Adolescents begin to notice the contradictions between the way they behave and the way they would like to behave. They wonder who their real selves are. Along with this question arises one more question, whether they like themselves. To a large extent, the characteristics that give them high self-esteem are the same as those they attributed to their peers some time ago. Charm ranks first as an attribute, especially for girls, and is followed by strong acceptance from peers.
The great resonance that fascination exerts in acceptance between conversations has a negative impact on the self-esteem of girls because many consider themselves unattractive. Research proves that girls have lower self-esteem than boys on average. In early adolescence, there is a sharp decrease in self-esteem.
Defining psychogenic bulimia
The key identifier of psychogenic bulimia is the consumption of a very large amount of food in a very short time. The bulimic person eats not when hungry but out of necessity to resort to food every time they feel stressed or unhappy. The person maintains a relatively normal weight but resorts to hyperphagic crises. Bulimics, like anorexics, are distinguished by a tendency to perfectionism and problematic self-esteem. Although possessed by a great need for control in their lives, bulimics are more impulsive and extroverted. They are distinguished by instability in behavior and incomplete formation of their identity. Unlike anorexics, bulimic people are constantly looking for new experiences; they tend to feel unsatisfied and have difficulty regulating their emotions.
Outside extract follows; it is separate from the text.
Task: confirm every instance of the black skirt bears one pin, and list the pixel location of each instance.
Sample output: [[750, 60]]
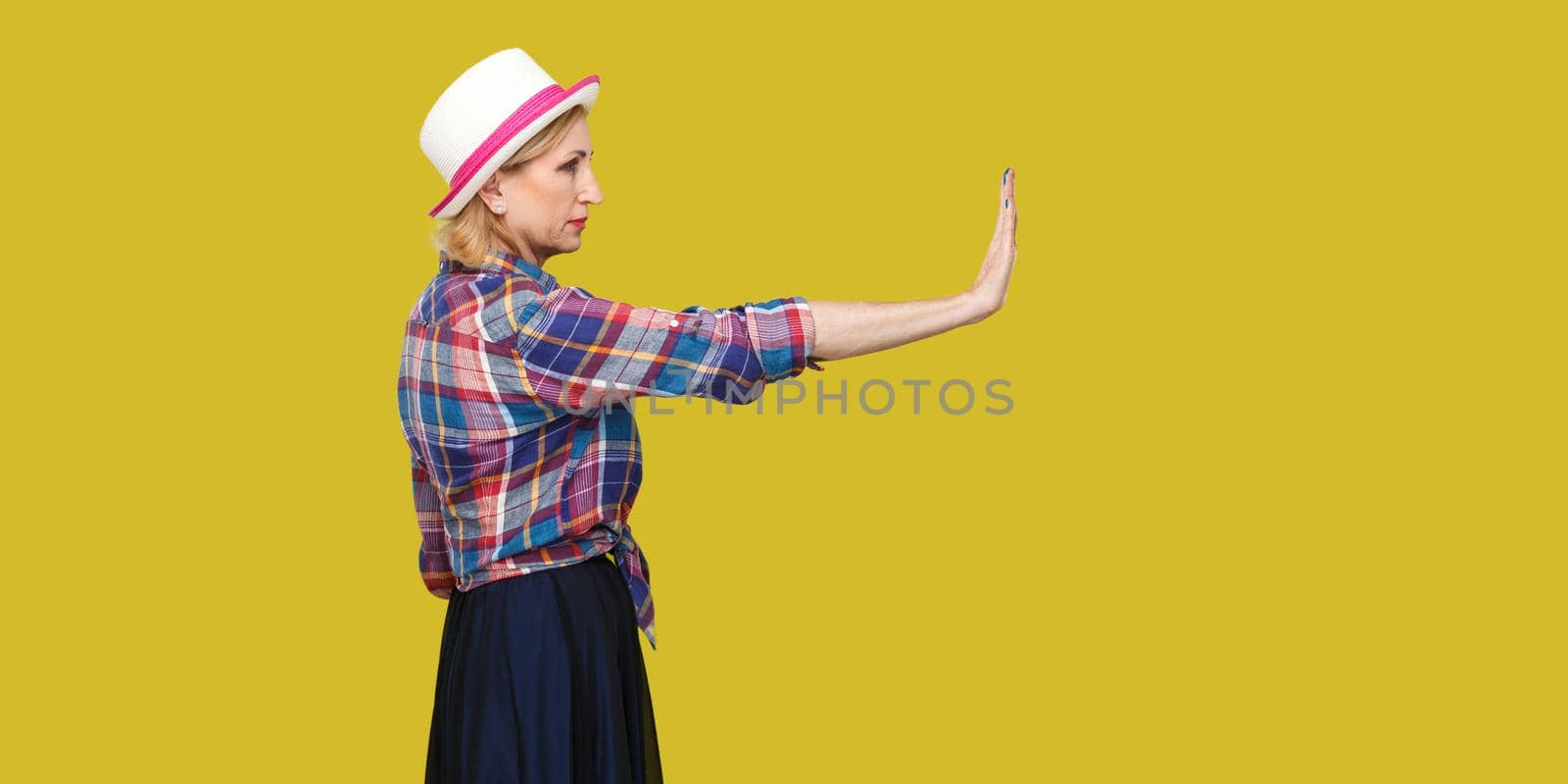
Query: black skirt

Inducing vomiting offers a regain of control. During the bulimic episode, there is such a loss of control that many bulimics describe their emotional state as ecstatic, as a complete absence from reality. After the bulimic episode, however, the person uses vomiting as a means to prove to themselves that they can do something to restore their sense of control. In addition, the person after the hyperphagic episode feels dislike towards themselves and suffers from terrible guilt. Shedding food gives a quick solution, which soothes the feeling of guilt. In fact, it has been observed that inducing vomiting in bulimia triggers the release of endorphins, which means for many that this behavior causes pleasure and that it can become addictive.
But as in anorexia nervosa, there are two subtypes of bulimia nervosa. One is the laxative subtype, where the person resorts to self-induced vomiting and the use of laxatives and diuretics, and the non-laxative subtype, where the person uses other ways such as fasting or excessive exercise.
It is important to understand that through this way, the person seeks care of themselves, the enjoyment that they may not otherwise experience, or tries to calm down the agony that they may feel for various existing or imaginary reasons. In any case, the provoking factor that pushes the adolescent to this behavior should first be investigated and then treated in a personalized way so that they receive the greatest possible help.
Overeating and its relation to bulimia
The big difference between overeating and bulimia is that in overeating compensatory behaviors are not observed, which is of particular importance and severity. In overeating people usually have increased weight (overweight or obese) as the body absorbs the increased calories consumed. It causes significant problems in everyday life but can also have significant physical effects that make it dangerous.
Eating disorders are more severe than we imagine. They are often given less attention than they deserve and are treated as simple habits, while in reality, they hide important information about the individual’s psychological profile. The attitude each person will adopt regarding food consumption depends strongly on their personality type. For the first time in history and only in developed countries, people can consume as much food as they desire. It is a challenge to control ourselves now that we have abundant food, and we, as a society, will learn how to overcome this new obstacle to our well-being as soon as we get familiar with its existence and the reasons that cause it. Just like in the late 60s, people were completely uneducated regarding the use of drugs and the harm that can come out of their consumption; today, we have to redefine our relationship with food and overconsumption, in general, to stay safe and continue to be happy and productive.